Clearly, the author reads the minds of humans adeptly. Though not unusual, a
debut author having a deep insight into human psychology is a welcome change,
specially when this insight deploys itself to use not just over the hardihood
and impudence of youth, but also a meaningless, hollow adulthood.
As the product of this insight, the author
presents to you two identifiable,
fallible characters: Radhika and Aditya.
Since in the deep dungeons of a debt-ridden
life, there is little respite, our male protagonist turns out to be a typical
professional-out-of-job-spending-fortune-drowning-sorrow in pegs of alcohol,
thereby clouding his thinking while ironically seeking to cleanse it. Then we
have the other imperfect protagonist Radhika, who seems to fallen in every
possible misfortune, not on account of ill-fate, but by virtue of indecision.
Coming from a debut author, this is a
remarkable, if not stellar piece of work, in that he manages to somehow create
people out of those characters, and not just hollow puppets compelled to
perform as the writer has suggested. That is the gem in this work: It has been
written so convincingly that it just skips your mind that it has an extremely
contemporary plot, which has all the cons of having an overdose of three
quirks: lust, greed and indecision.
Alternating between narrations by the two
of them, the reader is transported through the various stages in their lives at
an immaculately panoramic mode. However, the fact that the fallibility and
imperfection is every now and then highlighted only by the breach of moral
conduct, lack of a moral conscience and indecision as regards their physical
relationships is a bit of a put-off.
Nevertheless, it has many such
heart-rending instances whereby the reader earnestly wishes to sympathize with
the characters who have for long been living a life of compromise. Because,
“this is the reward for leading a loveless life”. Indeed, the author weaves
expressive, analeptic soliloquy and assuaging monologues much to the reader's fulfillment.
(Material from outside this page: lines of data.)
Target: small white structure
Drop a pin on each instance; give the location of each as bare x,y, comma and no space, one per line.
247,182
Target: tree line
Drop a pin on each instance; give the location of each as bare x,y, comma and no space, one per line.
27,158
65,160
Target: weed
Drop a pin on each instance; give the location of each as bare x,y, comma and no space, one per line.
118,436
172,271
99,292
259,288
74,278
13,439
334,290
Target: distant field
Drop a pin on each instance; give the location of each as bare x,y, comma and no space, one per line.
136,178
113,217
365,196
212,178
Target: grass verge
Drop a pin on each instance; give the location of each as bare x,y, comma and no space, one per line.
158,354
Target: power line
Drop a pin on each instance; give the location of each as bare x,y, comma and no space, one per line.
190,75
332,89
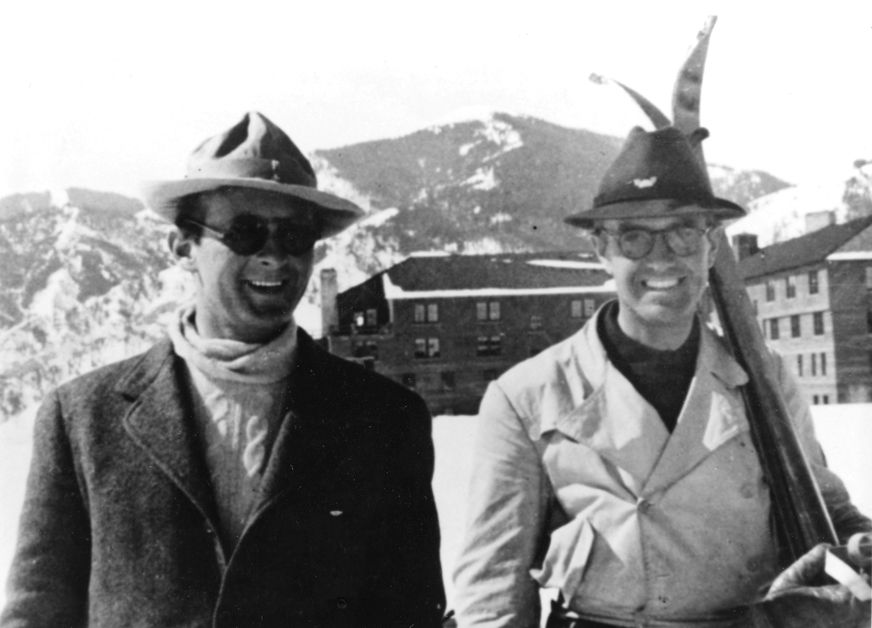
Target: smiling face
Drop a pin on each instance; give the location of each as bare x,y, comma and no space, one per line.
250,298
659,293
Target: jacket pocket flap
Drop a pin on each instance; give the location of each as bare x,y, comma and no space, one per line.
566,559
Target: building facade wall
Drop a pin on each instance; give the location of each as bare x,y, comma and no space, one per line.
851,298
797,303
476,339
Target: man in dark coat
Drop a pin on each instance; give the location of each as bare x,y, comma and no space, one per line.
235,474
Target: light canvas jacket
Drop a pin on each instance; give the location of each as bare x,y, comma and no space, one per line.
648,528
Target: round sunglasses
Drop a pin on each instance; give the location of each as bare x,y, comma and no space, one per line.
248,234
636,243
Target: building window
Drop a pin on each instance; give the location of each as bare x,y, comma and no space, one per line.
481,311
487,311
794,326
426,313
420,347
488,345
575,308
420,313
818,323
448,380
773,328
366,349
426,347
371,317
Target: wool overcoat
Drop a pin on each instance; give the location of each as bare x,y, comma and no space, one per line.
119,523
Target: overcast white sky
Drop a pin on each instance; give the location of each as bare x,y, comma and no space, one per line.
107,94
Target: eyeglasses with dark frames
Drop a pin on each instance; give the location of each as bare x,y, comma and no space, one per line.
636,243
248,234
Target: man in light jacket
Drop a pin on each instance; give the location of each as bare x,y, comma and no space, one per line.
616,468
235,475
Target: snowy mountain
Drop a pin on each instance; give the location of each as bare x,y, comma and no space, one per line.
793,211
87,278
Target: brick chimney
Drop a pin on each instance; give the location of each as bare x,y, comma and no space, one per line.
329,290
819,220
745,245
There are moments when the reader is
compelled to put down the book and, wearing a toothy smirk, contemplate; for
instance when the male lead says, “Many complications in my life occurred when
I enhanced my vocabulary to include words like guilt, morals and cheating.
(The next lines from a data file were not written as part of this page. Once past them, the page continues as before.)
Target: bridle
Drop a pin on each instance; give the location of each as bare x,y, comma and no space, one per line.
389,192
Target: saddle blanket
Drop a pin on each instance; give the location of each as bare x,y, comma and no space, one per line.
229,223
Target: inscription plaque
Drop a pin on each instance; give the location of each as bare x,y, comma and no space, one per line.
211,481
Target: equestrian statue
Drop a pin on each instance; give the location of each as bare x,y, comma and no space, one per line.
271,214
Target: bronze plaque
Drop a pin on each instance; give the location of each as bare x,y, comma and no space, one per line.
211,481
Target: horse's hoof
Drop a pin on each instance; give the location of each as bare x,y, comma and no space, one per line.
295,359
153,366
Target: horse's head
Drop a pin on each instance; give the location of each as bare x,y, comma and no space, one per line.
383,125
Ignorance is definitely more blissful.” or “I guess God is a little convoluted.
He does not always favor good people.” It is only later that the whole relevance
of these confessions is perceptible to the reader.
With a cathexis in all acts of
protagonists, it makes even the ugly bearable.
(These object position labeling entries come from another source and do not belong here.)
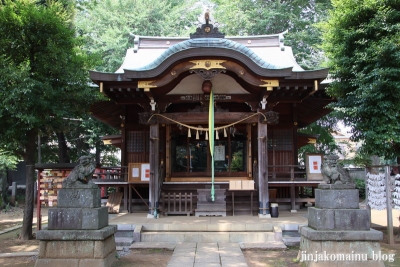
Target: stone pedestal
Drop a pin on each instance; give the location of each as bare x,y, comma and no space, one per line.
78,233
338,232
207,207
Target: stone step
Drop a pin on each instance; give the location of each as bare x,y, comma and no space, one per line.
123,241
210,227
270,245
208,237
291,241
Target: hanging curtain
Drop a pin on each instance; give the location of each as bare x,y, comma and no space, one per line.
376,191
211,140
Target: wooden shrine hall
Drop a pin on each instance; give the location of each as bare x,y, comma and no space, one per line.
160,101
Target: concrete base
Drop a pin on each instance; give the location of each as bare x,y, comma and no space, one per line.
151,216
78,218
95,248
328,253
264,216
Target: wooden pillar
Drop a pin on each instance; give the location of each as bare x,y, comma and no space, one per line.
154,164
249,156
263,170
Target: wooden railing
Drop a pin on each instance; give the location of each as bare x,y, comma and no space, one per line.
111,173
177,203
287,172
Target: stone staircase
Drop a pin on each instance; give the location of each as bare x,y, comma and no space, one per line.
260,235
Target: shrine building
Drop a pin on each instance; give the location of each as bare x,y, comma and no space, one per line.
260,97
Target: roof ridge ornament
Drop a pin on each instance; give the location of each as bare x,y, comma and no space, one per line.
207,30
Amidst countless revelations of the reality
of (read: sham) NGOs, of the fickle-mindedness of human beings, of the agony
and mirth of re-starting one's life et al, is a far momentous sequence of
emotions: love, followed by practicality, quandary, repentance and finally
atonement for the follies.
Best line: If that wasn't love, then maybe
love didn't exist.
I wondered how simple life would be if
there was no currency. No notes made of paper or plastic that differentiated
between people. Or if there had to be a currency, then why it couldn't just be
love?
The ending is abrupt, somehow the plot
appears predictable and repetitive, but the presentation is so raw, jacose,
amusing, and umbriferous of dingy realities, that a reader cannot help but feel
a “book hangover” upon parting with it.